Introduction
Welcome
Backup
is the easiest and most flexible backup, archive and rotate tool. It’s a beginning-to-end solution for scheduled backups in a clean ruby package that is simple use and powerful when customized.
Backup allows you to specify each of the following options:
- what is being archived (files, folders, arbitrary scripts)
- how it’s being archived (tar gzip, bz2)
- where the archive is going (multiple backup servers? easy)
- how the archive is going to get there (scp, ftp, mv)
- where is will be stored when it gets there
- how it’s going to be rotated when it gets there (grandfather-father-son, etc)
- how often will this process happen (customizable cycles)
- what happens to the working copy after the process (recreate files, folders etc. restart daemons)
Backup is a collection of scripts that is complete enough to save you time, but flexible enough to work with any situation.
This is an early version of Backup
. Please feel free to ask questions on how to use Backup
or post suggestions for this manual in the mailing lists
Housekeeping
Prerequisites
Backup
makes the following assumptions about your machines:
- server and client understand POSIX commmands
- passwords and paths are the same on each backup server
Backup
depends on the following libraries:
These are listed as dependencies in the gem file so you should be prompted to install them when you install Backup.
Using RubyGems
If you have RubyGems installed, installing Backup is simple:
sudo gem install backupgem
Using svn
If you prefer, you can checkout backupgem from the RubyForge Repository. Feel free to browse the releases or trunk here.
svn checkout svn+ssh://rubyforge.org/var/svn/backupgem
License Information
Backup is made available under either the BSD license, or the same license Ruby (which, by extension, also allows the GPL as a permissable license as well). You can view the full text of any of these licenses in the doc
subdirectory of the Backup distrubtion. The texts of the BSD and GPL licenses are also available online: BSD and GPL.

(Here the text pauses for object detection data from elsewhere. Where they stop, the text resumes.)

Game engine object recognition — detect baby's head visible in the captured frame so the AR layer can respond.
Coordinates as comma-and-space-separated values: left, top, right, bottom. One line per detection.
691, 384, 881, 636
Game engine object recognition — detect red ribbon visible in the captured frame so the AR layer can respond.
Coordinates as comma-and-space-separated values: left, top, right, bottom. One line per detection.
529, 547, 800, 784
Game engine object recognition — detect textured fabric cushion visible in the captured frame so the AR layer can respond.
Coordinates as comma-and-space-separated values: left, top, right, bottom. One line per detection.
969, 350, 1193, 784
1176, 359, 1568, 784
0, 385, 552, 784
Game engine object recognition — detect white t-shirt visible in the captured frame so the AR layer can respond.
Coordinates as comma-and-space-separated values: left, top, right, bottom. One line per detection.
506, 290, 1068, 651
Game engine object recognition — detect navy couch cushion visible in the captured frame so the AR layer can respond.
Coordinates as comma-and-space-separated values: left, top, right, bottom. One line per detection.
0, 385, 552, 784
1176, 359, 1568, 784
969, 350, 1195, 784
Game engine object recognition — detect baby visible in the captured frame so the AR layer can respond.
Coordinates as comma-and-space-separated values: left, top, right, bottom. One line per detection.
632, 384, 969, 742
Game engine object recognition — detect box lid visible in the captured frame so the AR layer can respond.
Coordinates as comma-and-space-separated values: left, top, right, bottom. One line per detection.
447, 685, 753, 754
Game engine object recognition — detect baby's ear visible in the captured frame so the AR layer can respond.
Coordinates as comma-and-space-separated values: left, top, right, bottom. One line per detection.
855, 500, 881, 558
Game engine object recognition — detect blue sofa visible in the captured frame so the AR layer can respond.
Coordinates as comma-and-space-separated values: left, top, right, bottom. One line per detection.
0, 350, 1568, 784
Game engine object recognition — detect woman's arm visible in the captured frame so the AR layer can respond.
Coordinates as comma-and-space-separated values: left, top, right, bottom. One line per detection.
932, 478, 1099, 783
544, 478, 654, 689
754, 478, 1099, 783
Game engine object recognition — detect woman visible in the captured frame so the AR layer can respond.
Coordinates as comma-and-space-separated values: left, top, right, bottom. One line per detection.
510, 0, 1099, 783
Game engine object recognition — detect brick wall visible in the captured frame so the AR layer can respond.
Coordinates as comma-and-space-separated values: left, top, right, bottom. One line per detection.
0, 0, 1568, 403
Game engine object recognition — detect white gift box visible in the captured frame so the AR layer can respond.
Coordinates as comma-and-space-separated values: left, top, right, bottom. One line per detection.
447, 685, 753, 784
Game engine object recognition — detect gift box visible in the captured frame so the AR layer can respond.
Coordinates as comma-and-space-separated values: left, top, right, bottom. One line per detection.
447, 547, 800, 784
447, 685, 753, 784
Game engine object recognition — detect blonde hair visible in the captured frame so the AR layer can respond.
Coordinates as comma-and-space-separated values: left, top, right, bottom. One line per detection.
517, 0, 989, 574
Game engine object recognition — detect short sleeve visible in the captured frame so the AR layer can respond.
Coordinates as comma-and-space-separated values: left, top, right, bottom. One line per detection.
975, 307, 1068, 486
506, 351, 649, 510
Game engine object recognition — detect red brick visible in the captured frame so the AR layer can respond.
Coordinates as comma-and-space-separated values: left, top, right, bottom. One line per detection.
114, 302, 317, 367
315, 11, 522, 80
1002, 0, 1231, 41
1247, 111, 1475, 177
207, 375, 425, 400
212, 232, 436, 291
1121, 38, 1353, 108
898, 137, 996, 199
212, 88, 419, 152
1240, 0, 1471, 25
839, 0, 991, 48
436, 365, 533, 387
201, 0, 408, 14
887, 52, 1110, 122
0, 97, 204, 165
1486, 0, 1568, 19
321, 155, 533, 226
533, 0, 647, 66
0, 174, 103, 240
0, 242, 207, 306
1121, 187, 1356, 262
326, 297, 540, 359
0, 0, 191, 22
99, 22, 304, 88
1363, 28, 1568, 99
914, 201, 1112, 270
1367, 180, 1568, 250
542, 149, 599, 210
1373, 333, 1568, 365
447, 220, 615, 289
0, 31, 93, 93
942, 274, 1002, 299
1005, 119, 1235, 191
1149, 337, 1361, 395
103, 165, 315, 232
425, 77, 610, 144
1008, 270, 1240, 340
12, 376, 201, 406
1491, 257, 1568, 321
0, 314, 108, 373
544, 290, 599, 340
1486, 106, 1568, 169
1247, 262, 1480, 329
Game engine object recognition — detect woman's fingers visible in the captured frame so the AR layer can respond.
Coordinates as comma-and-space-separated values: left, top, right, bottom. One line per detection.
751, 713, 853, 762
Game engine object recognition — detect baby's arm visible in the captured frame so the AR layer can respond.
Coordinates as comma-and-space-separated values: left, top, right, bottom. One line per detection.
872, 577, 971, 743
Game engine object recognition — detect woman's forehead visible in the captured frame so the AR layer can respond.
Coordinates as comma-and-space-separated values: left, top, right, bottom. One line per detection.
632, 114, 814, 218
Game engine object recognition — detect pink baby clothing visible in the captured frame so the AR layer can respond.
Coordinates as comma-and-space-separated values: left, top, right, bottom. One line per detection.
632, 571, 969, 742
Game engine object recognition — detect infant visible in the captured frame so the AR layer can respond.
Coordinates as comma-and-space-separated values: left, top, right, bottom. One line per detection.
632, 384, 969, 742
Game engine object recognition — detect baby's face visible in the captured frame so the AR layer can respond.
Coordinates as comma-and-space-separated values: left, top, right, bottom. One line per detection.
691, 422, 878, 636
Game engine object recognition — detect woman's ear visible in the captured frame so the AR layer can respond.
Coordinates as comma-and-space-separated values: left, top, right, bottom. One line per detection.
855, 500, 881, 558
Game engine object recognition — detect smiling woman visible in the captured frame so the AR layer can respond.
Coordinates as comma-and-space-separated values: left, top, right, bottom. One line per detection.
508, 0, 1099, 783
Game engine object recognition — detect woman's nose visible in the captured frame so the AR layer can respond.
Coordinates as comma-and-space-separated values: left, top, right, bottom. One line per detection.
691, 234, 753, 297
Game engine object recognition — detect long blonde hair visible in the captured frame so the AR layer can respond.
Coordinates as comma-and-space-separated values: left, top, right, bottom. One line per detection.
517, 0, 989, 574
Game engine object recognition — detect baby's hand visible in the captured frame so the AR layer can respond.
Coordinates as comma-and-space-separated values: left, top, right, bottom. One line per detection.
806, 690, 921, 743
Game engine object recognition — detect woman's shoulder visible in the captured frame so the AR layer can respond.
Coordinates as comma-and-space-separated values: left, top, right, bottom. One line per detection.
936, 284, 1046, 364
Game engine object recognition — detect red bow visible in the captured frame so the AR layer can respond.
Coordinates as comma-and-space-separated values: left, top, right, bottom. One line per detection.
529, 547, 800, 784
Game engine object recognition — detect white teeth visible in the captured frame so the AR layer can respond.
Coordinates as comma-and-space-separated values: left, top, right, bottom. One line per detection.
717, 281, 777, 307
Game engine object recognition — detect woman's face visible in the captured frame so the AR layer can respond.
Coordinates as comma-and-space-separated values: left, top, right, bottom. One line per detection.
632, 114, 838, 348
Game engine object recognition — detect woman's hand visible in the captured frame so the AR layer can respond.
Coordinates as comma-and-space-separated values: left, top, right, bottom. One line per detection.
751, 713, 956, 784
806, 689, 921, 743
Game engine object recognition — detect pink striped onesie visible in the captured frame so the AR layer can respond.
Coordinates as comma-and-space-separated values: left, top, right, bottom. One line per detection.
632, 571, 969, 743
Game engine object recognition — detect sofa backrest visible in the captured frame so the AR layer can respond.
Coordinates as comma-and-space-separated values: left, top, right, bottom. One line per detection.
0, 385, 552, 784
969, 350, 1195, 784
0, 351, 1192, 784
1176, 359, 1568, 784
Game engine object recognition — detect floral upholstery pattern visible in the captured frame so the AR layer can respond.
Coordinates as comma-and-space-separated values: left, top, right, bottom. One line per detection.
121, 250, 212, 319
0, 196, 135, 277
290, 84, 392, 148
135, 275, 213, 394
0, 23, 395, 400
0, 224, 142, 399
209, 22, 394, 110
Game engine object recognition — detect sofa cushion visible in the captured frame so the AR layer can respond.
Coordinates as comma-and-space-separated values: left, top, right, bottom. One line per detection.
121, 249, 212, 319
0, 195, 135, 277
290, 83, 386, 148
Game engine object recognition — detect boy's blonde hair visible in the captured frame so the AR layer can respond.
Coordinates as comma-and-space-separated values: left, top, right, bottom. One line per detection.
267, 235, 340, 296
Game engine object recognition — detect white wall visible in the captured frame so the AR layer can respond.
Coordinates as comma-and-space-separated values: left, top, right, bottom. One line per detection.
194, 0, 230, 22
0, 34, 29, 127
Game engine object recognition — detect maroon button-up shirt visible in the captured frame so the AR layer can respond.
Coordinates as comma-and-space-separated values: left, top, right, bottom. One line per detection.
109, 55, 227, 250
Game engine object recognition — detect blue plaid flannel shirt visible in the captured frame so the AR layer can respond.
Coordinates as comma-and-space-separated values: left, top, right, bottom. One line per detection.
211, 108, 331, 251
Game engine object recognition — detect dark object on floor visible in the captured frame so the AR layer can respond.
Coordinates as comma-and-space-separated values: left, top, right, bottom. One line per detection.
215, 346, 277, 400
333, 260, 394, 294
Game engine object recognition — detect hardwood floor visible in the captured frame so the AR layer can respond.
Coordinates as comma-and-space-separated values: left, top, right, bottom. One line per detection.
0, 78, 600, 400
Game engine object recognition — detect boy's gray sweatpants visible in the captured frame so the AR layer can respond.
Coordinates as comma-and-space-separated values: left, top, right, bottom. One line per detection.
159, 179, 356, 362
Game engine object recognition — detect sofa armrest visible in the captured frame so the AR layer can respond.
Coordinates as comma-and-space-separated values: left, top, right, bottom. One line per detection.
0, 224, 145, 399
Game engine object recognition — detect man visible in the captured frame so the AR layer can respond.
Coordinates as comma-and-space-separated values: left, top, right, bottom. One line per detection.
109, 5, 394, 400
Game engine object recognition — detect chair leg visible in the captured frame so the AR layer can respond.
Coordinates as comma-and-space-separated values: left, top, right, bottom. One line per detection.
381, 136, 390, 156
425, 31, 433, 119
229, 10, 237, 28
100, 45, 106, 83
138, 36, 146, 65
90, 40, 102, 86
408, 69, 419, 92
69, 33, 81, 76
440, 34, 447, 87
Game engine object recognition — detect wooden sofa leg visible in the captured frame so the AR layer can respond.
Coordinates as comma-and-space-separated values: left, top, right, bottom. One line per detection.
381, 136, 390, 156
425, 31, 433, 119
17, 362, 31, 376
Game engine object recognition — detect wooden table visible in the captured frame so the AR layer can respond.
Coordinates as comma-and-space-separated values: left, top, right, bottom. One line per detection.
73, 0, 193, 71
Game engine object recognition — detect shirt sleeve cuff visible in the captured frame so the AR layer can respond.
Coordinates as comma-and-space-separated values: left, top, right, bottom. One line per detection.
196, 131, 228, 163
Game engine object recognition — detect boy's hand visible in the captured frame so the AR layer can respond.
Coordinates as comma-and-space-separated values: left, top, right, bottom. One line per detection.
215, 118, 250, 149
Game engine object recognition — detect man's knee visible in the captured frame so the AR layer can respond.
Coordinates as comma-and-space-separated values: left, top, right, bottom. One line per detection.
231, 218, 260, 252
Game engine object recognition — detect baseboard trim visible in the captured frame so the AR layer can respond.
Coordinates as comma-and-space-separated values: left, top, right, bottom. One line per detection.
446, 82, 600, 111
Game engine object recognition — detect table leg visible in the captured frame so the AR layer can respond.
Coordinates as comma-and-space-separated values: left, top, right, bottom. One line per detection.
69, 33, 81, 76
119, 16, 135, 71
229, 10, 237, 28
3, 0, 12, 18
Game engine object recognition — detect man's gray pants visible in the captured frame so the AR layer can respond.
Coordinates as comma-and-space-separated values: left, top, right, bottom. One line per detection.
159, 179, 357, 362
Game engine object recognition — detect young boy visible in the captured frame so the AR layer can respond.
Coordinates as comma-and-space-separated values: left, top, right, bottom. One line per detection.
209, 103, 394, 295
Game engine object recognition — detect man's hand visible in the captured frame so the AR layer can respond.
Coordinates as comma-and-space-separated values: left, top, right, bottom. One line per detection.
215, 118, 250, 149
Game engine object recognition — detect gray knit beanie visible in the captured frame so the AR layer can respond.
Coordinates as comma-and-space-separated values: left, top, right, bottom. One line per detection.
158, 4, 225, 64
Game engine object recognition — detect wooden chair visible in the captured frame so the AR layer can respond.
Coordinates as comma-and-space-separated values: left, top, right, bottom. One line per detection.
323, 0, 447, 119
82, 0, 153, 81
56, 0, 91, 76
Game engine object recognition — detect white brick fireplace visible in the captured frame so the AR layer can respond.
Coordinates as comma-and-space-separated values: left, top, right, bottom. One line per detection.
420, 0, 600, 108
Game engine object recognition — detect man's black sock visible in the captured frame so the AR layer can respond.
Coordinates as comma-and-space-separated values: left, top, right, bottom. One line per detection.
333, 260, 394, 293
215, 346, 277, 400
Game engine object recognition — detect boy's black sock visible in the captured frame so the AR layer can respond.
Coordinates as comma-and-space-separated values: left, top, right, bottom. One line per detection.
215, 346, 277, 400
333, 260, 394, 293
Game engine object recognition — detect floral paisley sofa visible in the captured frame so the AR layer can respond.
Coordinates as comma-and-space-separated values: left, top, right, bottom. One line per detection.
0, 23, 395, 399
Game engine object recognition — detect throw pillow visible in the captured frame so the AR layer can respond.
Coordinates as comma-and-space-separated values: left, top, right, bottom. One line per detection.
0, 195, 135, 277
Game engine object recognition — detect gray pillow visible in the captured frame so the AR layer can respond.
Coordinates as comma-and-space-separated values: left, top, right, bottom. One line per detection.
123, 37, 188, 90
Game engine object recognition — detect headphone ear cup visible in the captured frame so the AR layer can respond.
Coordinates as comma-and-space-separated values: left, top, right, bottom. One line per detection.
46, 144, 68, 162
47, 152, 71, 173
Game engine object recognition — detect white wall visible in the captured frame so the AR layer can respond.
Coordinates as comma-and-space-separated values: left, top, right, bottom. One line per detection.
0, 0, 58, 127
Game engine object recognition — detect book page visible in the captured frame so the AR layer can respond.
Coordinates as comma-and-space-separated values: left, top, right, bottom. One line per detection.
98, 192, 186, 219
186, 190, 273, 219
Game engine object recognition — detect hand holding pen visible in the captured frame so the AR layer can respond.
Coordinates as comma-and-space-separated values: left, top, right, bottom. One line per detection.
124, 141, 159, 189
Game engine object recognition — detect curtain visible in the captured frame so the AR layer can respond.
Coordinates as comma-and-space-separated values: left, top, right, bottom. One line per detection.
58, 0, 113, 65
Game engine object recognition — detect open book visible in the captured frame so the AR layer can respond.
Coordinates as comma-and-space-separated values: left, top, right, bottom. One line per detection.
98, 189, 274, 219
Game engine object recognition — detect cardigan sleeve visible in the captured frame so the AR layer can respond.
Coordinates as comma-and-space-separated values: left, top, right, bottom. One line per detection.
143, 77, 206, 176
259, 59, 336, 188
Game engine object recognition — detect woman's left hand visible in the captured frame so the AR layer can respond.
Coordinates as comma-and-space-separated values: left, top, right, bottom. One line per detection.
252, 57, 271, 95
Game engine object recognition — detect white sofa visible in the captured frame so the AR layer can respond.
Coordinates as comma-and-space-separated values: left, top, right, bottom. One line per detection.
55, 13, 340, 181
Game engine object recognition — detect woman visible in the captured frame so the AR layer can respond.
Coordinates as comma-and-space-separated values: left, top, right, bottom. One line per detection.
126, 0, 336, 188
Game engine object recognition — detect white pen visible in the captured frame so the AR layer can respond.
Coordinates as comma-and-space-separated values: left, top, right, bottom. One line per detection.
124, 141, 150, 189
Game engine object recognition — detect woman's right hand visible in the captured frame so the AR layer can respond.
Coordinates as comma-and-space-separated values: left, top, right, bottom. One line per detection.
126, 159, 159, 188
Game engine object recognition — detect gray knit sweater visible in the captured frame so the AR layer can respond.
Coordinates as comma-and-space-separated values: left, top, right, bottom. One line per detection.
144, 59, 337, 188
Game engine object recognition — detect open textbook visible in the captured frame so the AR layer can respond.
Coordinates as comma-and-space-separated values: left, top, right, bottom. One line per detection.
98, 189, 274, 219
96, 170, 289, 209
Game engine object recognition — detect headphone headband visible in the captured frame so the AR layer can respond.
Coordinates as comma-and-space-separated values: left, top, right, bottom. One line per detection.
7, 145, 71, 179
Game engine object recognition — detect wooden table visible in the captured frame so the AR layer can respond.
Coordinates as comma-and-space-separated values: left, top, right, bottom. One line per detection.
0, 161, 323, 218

If you desire permission to use either Backup in a manner incompatible with these licenses, please contact the copyright holder Nate Murray in order to negotiate a more compatible license.
Support
Mailing lists, bug trackers, feature requests, and public forums are all available courtesty of RubyForge at the BackupGem project page.
Mailing Lists
List Name | Desc. | |
---|---|---|
backupgem-users | subscribe / unsubscribe | The BackupGem users list is devoted to the discussion of and questions about the usage of Backup. If you can’t quite figure out how to get a feature of Backup to work, this is the list you would go to in order to ask your questions. |
backupgem-devel | subscribe / unsubscribe | The Backup developers list is devoted to the discussion of Backup’s implementation. If you have created a patch that you would like to discuss, or if you would like to discuss a new feature, this is the list for you. |
About the Author
Backup was written by Nate Murray.
Nate currently works at an internet retailer in Southern California. Feel free to send him compliments, money, praise, or new feature patches. You can also send questions and suggestions. However, for bug reports and general feature requests, please use the trackers on the BackupGem project page.
Special Thanks
Special thanks to:
- Matt Pulver for help with various technical problems and ideas.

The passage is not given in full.